Further another objective of the present invention is to provide a method for generating automated survey of an opencast mine using a mine specific drone analytics tool which allows for specific analytics of mining surveys, which is essential in mine production management.

Further another objective of the present invention is to able to accurately measure productivity of the opencast mine on a daily basis (24hrs) which in present scenario is just estimated. It can also help find the productivity and efficiency of the deployed Equipment which is a big key factor for any mine owner. The main formula used is

Volume of the opencast mine = Point Cloud Data Points obtained on Day 1 - Point Cloud Data Points obtained on Day 2

These and other objectives of the present invention will be apparent from the drawings and descriptions herein. Every objective of the invention is attained by at least one embodiment of the present invention.
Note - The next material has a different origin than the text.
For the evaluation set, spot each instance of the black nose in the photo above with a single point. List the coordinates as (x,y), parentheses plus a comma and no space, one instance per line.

SUMMARY OF THE PRESENT INVENTION The present invention relates to a method for generating an automated survey and analysis of an opencast mine using an Unmanned Aerial Vehicle (UAV), and comprises the steps of carrying out a mission planning session, data acquisition, data processing and analysis to obtain an automated survey and analysis of the opencast mine. The mission planning session may further comprise the steps of analyzing a total area of interest using a mission planning tool. Ground Control Point(s) may be mapped using a Differential Global Positioning System survey. The Ground Control Point(s) may be uniformly distributed within the total area of interest. The Unmanned Aerial Vehicle may be set up for physically capturing images of the total area of interest using set parameters for the Unmanned Aerial Vehicle. The Unmanned Aerial Vehicle may be operated to capture the images of the total area of interest and to capture the mapped Ground Control Point(s) obtained by using the Differential Global Positioning System. The images of the total area of interest may be processed to generate point cloud data points using an image processing tool. The point cloud data points may be added to a Mine Specific Drone Analytics tool to generate the automated survey and analysis of the opencast mine.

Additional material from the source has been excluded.